South-east Asia can't bank on US Supreme Court ruling. It should negotiate carve-outs and could diversify its trading options.

- Shay Webster

The Trump tariffs aren't ending. But the headwinds they face are real - and getting stronger.

The US economy is shaky with a softening jobs market and persistent inflation, and voter disapproval of President Donald Trump's tariff policies is mounting. In a nod to political reality, the White House has begun rolling back some food tariffs to ease rising grocery prices. Most immediately, the Supreme Court appears poised to strip away his favourite tool.

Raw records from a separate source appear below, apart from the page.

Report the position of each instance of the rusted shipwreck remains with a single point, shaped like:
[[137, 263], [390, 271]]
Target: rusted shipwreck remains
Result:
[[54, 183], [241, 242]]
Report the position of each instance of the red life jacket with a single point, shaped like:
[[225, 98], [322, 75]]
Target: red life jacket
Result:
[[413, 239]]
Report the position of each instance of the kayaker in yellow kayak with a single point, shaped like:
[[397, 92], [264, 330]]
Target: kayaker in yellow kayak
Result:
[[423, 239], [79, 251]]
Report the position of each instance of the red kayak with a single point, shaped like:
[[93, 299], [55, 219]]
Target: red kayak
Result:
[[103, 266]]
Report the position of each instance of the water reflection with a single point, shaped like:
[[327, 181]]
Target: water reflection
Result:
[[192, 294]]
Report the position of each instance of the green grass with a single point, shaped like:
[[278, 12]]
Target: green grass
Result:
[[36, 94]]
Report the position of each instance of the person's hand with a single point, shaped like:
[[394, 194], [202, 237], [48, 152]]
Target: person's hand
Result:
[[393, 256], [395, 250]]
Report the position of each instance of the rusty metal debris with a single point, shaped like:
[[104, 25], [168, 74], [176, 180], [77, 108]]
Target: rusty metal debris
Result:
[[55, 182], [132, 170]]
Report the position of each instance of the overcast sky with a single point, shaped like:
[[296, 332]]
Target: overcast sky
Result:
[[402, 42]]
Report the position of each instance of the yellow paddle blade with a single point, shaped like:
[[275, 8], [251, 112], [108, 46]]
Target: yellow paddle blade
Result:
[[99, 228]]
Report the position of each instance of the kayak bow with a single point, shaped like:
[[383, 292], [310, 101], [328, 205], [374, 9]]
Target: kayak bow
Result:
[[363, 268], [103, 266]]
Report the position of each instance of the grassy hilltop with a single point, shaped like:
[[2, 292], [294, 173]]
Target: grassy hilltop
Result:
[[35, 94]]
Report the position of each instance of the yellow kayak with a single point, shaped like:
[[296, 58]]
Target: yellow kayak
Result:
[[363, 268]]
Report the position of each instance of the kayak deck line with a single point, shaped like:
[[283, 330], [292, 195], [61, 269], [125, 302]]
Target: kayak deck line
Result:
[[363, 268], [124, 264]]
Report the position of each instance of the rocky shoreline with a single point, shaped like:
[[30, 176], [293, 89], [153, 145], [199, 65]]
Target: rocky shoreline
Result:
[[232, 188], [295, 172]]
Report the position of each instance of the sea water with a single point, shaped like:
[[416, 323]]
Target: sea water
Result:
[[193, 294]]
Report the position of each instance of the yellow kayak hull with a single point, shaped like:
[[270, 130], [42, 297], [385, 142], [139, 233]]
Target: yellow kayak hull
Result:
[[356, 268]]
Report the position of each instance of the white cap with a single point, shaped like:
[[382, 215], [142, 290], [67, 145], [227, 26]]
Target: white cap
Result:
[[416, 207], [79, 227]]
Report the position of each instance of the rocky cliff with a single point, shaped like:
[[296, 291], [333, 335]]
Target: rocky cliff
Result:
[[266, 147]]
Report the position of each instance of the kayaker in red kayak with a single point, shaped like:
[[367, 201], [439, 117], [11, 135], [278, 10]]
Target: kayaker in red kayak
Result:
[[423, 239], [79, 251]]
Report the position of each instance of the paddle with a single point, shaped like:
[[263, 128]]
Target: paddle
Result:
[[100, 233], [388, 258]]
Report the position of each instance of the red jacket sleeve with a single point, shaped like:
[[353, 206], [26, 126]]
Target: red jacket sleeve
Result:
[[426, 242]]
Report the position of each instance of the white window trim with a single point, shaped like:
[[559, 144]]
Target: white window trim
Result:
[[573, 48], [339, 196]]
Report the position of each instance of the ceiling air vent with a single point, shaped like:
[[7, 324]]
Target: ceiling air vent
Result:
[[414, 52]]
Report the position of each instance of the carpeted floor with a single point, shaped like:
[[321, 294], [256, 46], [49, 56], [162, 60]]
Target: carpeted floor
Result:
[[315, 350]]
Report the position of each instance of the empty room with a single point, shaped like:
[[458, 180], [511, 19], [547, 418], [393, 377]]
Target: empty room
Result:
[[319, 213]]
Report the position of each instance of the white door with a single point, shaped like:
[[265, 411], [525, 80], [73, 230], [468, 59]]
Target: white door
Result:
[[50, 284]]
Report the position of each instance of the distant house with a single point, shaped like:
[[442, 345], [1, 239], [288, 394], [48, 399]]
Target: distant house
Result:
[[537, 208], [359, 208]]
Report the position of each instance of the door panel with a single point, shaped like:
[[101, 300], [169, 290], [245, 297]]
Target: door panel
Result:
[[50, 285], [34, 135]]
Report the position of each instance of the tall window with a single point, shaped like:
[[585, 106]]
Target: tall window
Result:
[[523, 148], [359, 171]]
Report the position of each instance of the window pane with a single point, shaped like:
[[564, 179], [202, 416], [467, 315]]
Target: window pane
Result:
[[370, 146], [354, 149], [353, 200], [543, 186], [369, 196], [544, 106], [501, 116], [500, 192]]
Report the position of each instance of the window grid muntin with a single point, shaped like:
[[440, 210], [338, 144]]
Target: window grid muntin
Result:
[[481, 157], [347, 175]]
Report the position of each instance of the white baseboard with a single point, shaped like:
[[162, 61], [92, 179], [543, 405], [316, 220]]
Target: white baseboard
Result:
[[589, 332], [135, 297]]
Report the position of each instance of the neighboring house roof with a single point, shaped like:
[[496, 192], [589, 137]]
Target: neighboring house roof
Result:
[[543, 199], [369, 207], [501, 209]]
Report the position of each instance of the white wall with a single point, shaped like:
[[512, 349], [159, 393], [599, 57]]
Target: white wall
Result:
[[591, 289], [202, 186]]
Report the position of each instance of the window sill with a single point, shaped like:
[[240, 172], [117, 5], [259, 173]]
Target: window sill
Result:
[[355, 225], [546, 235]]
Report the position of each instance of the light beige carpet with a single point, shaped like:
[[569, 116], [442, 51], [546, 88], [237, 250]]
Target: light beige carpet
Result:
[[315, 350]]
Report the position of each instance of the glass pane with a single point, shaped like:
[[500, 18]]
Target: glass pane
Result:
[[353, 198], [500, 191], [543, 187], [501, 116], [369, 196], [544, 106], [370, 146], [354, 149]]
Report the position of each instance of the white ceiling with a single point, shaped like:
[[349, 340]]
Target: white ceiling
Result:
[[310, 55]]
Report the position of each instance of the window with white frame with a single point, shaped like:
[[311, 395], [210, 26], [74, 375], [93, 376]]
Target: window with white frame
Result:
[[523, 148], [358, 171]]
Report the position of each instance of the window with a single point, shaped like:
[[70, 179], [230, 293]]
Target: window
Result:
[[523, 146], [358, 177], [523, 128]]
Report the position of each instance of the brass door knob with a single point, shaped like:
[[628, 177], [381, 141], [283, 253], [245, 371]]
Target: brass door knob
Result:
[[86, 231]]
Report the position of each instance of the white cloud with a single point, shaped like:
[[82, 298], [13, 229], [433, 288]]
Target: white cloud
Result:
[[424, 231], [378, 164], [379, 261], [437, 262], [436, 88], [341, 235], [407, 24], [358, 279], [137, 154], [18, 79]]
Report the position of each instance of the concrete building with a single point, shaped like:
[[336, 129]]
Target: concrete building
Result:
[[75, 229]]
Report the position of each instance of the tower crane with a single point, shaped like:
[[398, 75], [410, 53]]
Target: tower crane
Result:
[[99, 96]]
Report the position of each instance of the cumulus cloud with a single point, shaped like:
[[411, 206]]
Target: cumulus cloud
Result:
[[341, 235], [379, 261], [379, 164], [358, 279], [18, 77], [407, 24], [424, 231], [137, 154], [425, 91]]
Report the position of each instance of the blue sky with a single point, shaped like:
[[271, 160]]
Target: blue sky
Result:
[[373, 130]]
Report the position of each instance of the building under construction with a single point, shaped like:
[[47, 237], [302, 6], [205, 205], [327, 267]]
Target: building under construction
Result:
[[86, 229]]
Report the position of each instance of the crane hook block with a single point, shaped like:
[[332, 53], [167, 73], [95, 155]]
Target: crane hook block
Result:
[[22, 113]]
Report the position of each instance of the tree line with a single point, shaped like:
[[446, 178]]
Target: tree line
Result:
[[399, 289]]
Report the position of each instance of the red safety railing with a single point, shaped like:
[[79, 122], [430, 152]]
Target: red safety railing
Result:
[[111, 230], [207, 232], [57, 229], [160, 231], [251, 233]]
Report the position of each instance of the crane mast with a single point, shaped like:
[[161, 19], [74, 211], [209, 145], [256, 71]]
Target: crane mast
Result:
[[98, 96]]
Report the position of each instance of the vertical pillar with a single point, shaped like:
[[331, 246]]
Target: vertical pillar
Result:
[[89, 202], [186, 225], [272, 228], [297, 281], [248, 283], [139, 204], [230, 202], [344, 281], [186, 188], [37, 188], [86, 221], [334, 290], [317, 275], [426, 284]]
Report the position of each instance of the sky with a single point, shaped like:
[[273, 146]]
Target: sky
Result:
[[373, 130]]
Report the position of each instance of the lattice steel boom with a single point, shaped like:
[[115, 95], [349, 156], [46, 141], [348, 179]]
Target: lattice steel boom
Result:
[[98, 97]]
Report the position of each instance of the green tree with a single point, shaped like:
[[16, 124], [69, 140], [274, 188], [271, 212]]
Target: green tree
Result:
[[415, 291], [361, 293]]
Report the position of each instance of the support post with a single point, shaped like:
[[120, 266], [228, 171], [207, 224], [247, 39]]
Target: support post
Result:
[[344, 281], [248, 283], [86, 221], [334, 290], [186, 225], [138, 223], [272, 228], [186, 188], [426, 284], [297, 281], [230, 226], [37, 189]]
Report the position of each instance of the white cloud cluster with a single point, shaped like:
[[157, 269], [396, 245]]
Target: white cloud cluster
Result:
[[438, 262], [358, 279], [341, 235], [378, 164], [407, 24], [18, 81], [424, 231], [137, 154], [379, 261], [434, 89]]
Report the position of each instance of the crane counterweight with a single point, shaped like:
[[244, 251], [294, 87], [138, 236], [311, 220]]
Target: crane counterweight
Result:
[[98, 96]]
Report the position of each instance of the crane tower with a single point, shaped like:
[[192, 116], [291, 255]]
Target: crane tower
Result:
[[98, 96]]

When the court heard challenges to the International Emergency Economic Powers Act (IEEPA) on Nov 5, judges across the ideological spectrum appeared sceptical that Congress intended a 1977 emergency statute to let presidents rewrite America’s tariff schedule. A decision will come soon, and Southeast Asian partners would be wise to prepare for what comes next.

Should the court strike down or curtail IEEPA tariffs, capitals from Jakarta to Hanoi may be tempted to exhale. That would be a mistake. A judicial rebuke would remove a method, not a mindset - and nearly US$370 billion (S$480 billion) in Southeast Asian exports are at stake.

Even if the court reins in IEEPA, the Trump administration’s appetite to use trade pressure to reshape supply chains, bind partners to its economic security agenda, and extract concessions won't end. It will shift to slower but stickier tools that could recreate a significant portion of the IEEPA tariffs.

For Asean, that trades volatility for sustained, targeted pressure often sector-by-sector and tied to economic security demands. The rational response isn’t to relax, but to negotiate for carve-outs where possible while widening diversification options.

First, what changes. A curb on IEEPA would end President Trump’s ability to impose instant, economy-wide tariffs by emergency declaration. Gone too would be the “snapback” threat hanging over every deal - the promise to restore punitive rates if Washington determines a partner is non-compliant.